This SANAP project is part of a fantastic international collaborative effort Biogeoscapes, a follow up programme of GEOTRACES  . (Left – During Winter Cruise 2017: Susanne Fietz, Ismael Kangueehi, Johan Viljoen, Ian Weir, Ryan Cloete)

 

                                           Susanne Fietz at the department of Earth Sciences at the Stellenbosch University is the principal investigator. GEOTRACES and the follow up programme Biogeoscapes are programmes  which aim to improve the understanding of biogeochemical cycles and large-scale distribution of trace elements and their isotopes in the marine environment. Scientists from approximately 35 nations have been involved in the programme, which is designed to study all major ocean basins over the next decade. In this project we work together with marine biogeochemists at University of Cape Town and CSIR (SOCCO), biotechnologists and genomicists at Stellenbosch University and University of Pretoria, as well as with colleagues at the Norwegian University of Science and Technology and Universidad Nacional Autónoma de México.

The global changes affecting the terrestrial ecosystems are matched by threats on the marine ecosystems, such as the warming of the ocean and concomitant changes in ocean structure, or marine pollution. The extent of the ecosystem alteration is still a matter of heated debates, especially when including stakeholders from industry in the discussion. Science is still far away from having all answers policy makers need. Furthermore, the notion that the oceans provide unlimited resources is still widely spread in society, despite a growing perception of rather straightforward threats such as overfishing.

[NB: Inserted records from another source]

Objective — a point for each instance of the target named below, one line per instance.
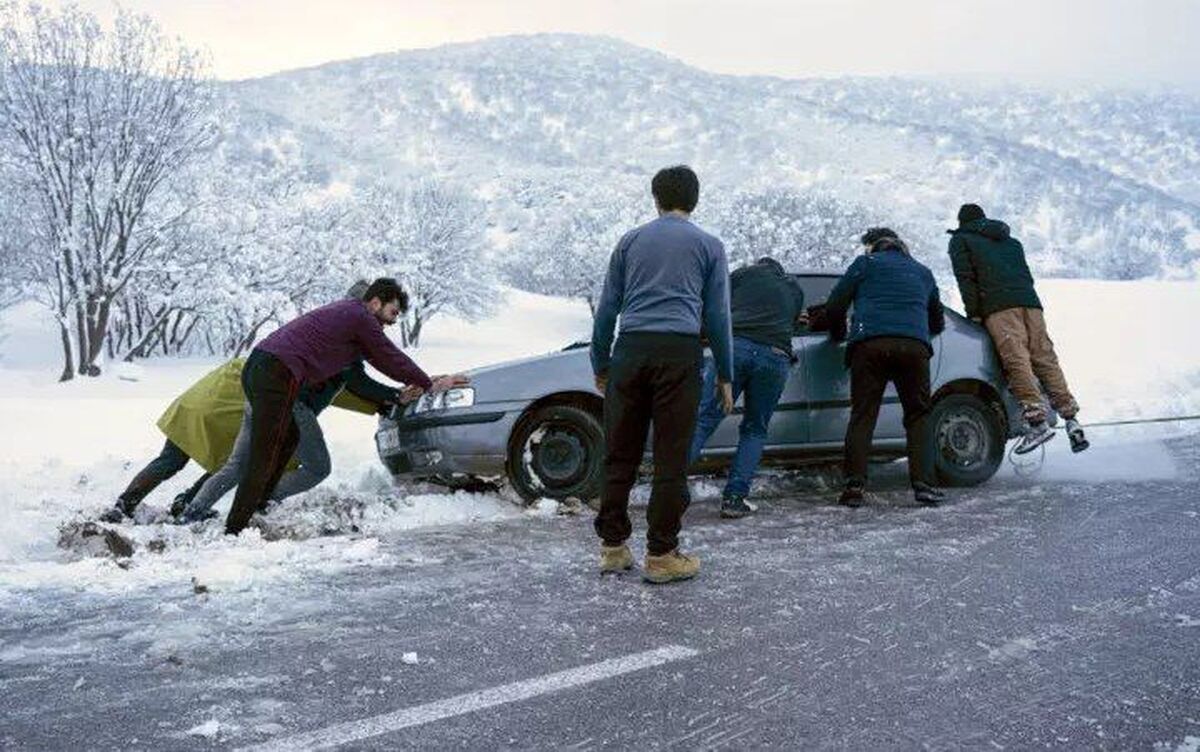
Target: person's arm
(841, 298)
(802, 314)
(965, 272)
(936, 316)
(605, 323)
(387, 356)
(361, 385)
(717, 314)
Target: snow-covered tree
(565, 252)
(430, 236)
(802, 229)
(100, 120)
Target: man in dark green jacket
(997, 290)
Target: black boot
(1075, 433)
(735, 506)
(119, 512)
(927, 494)
(851, 495)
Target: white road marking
(355, 731)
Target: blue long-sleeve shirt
(666, 276)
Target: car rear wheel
(967, 440)
(557, 451)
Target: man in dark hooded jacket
(997, 290)
(897, 313)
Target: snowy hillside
(1097, 184)
(71, 447)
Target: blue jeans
(760, 373)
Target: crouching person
(897, 312)
(307, 352)
(311, 464)
(997, 289)
(766, 304)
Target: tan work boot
(615, 559)
(670, 567)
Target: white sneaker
(1035, 437)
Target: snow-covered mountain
(1096, 182)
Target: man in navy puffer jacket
(897, 313)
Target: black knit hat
(876, 234)
(970, 212)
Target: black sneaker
(1075, 433)
(178, 506)
(119, 512)
(735, 506)
(852, 495)
(927, 494)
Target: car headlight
(459, 397)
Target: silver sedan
(538, 422)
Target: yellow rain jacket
(204, 420)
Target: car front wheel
(967, 440)
(556, 452)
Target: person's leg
(168, 462)
(709, 415)
(183, 499)
(676, 392)
(311, 451)
(910, 373)
(271, 391)
(226, 477)
(868, 379)
(627, 420)
(766, 374)
(1012, 341)
(1045, 365)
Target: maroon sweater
(319, 343)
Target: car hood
(529, 378)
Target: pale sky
(1119, 42)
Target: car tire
(557, 451)
(967, 440)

Oceans are changing under pressure of global changes, be it for increase in temperature, sea-ice melt, stratification, acidification or pollutants. The tiny ocean’s inhabitants, the microorganisms, will mostly adapt to it, however, it will most likely result in shifts in community composition and thus in biogeochemical fluxes, including the export of carbon, essential for an efficient drawdown of atmospheric CO2. This project focus on the link between microorganisms and the chemistry of the seawater. Two major concerns drive our focus on the microorganisms:

  • We know surprisingly little about the abundance and community structure of our tiniest organisms in the ocean.
  • Microorganisms do significantly affect the marine biogeochemical cycles and ultimately our climate.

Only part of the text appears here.